Linear Methods for Learning Dynamical Systems

Machine Learning
Exposition
Published

July 4, 2025

Victor Vasarely. *Vega-Nor*. (1969)

Overview

In this series of posts, I will record some of my notes and code snippets on estimating dynamical system from data1.

Introduction

Let’s say we have a stream of data points:

\[ X = {x_0, x_1, ..., x_n} \]

Assume further that the data points were produced by a (discrete-time)2 dynamical system of form:

\[ x_{t+1} = F(x_t) \]

where \(x_t\) is the state of the system at time \(t\) and \(F\) is the “evolution operator” that relates the current state to the next one.

Given the data, how might we try to approximate the form of \(F\)?
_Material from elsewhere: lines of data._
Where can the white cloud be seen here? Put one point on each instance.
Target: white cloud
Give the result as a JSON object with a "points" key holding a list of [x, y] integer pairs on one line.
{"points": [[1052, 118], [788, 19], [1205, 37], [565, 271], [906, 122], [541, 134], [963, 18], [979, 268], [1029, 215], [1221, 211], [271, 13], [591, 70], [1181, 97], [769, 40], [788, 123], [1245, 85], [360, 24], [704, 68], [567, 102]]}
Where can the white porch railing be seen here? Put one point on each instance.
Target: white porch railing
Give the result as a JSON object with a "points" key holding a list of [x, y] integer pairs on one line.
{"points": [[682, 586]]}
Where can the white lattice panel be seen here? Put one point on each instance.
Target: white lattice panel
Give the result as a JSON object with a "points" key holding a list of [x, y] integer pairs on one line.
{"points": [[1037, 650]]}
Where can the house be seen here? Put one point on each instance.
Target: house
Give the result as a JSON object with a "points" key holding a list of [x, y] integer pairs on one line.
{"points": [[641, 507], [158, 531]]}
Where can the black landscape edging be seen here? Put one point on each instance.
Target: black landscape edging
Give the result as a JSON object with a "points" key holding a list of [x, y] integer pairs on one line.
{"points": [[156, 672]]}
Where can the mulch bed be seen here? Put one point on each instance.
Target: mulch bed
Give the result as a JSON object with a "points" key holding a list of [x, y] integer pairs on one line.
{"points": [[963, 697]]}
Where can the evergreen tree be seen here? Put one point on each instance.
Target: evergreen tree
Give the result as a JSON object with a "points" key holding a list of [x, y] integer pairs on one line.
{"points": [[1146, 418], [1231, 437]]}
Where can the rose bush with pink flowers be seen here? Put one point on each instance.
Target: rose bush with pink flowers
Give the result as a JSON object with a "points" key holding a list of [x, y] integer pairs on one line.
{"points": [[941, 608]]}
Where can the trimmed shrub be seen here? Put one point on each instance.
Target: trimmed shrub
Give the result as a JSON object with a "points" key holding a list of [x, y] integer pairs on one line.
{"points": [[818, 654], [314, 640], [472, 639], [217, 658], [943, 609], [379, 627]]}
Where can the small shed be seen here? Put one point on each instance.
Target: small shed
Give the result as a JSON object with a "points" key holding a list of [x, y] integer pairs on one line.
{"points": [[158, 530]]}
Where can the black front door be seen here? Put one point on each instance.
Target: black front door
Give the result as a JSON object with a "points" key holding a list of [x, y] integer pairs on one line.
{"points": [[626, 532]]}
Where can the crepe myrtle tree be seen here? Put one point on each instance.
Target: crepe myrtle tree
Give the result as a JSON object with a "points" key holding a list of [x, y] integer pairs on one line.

Dynamic Mode Decomposition

In general, \(F\) might be nonlinear. However, if \(F\) was linear, the system would admit a closed-form solution

\[ x_{t+1} \approx Ax_{t} \]

where \(A\) is a matrix and the \(x_i\) are vectors.

Assume each \(x_i\) is a column vector. We can construct two matrices

\[ X = [x_0, ..., x_{n - 1}] \]

and

\[ Y = [x_1, ... x_{n}] \]

Note that \(Y\) is \(X\) shifted over in time. It can be shown3 that the best-fit operator satisfies

\[ A_{opt} = \text{argmin}_{A} || Y - AX ||_{fro} = YX^{\dagger} \]
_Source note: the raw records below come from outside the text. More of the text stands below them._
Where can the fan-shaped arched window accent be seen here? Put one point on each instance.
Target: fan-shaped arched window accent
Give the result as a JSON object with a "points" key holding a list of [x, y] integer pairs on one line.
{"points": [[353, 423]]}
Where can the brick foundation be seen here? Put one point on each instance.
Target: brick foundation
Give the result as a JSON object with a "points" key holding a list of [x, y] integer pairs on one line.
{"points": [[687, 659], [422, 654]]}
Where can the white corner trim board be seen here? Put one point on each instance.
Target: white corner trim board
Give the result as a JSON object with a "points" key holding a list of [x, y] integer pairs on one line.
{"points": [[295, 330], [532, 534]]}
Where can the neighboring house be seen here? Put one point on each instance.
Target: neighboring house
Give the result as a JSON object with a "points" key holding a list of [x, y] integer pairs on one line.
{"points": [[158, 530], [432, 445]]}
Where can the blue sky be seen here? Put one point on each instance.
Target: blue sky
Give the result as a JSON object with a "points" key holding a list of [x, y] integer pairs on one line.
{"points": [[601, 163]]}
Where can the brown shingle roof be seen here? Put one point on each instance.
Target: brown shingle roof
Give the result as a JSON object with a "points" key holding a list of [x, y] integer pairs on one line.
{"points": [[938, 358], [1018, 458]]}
where \(||\cdot||_{fro}\) is the Frobenius norm and \(X^{\dagger}\) is the pseudoinverse of \(X\). Furthermore, the best rank-\(k\) approximation for \(A_{opt}\) is given by truncating \(U\), \(S\), and \(V\) (keeping the first \(k\) columns).
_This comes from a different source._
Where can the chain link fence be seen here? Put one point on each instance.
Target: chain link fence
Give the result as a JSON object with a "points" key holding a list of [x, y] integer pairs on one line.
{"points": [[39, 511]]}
In essence, we are breaking our state data \(x_t\) down into its dominant modes. That is, we want to compute the spectral decomposition of \(x_t\) such that:

\[ x_t = \sum_{j=0}^k \phi_{j}\lambda_{j}^{t}b_j = \Phi \Lambda b \]

where \(\Phi\) contains the DMD modes (eigenvectors of \(A_{opt}\)), \(\Lambda\) contains the eigenvalues (of \(A_{opt}\)), and \(b\) contains the amplitudes. These give us linear approximations of the (nonlinear) spatial information, growth/decay/oscillation, and relative contributions, respectively. We should keep in mind that the actual system is nonlinear, so this can be quite powerful.

To compute the dominant modes of \(A_{opt}\), we can use the “Dynamic Mode Decomposition” (DMD) algorithm.

DMD Algorithm

There are two basic algorithms to compute the DMD: one is an iterative Arnoldi-based method (easier to analyze theoretically), one is based on SVD (more robust to noise in practice). Since we are going to implement this, let’s look at the SVD-like algorithm:

  1. Compute the SVD of the matrix \(X\).

\[ X = USV^{*} \]

  1. Truncate \(U\),\(S\), and \(V^{*}\) to the desired dimensionality (i.e. keep the first \(k\) rows).

  2. We know

\[ Y \approx AX \]

therefore

\[ YX^{\dagger} \approx A \]

By our SVD, we have

\[ AUSV^{*} \approx Y \]

so

\[ A \approx YVS^{-1}U^{*} \]

However, \(Y\) may have many rows (since we have many data points).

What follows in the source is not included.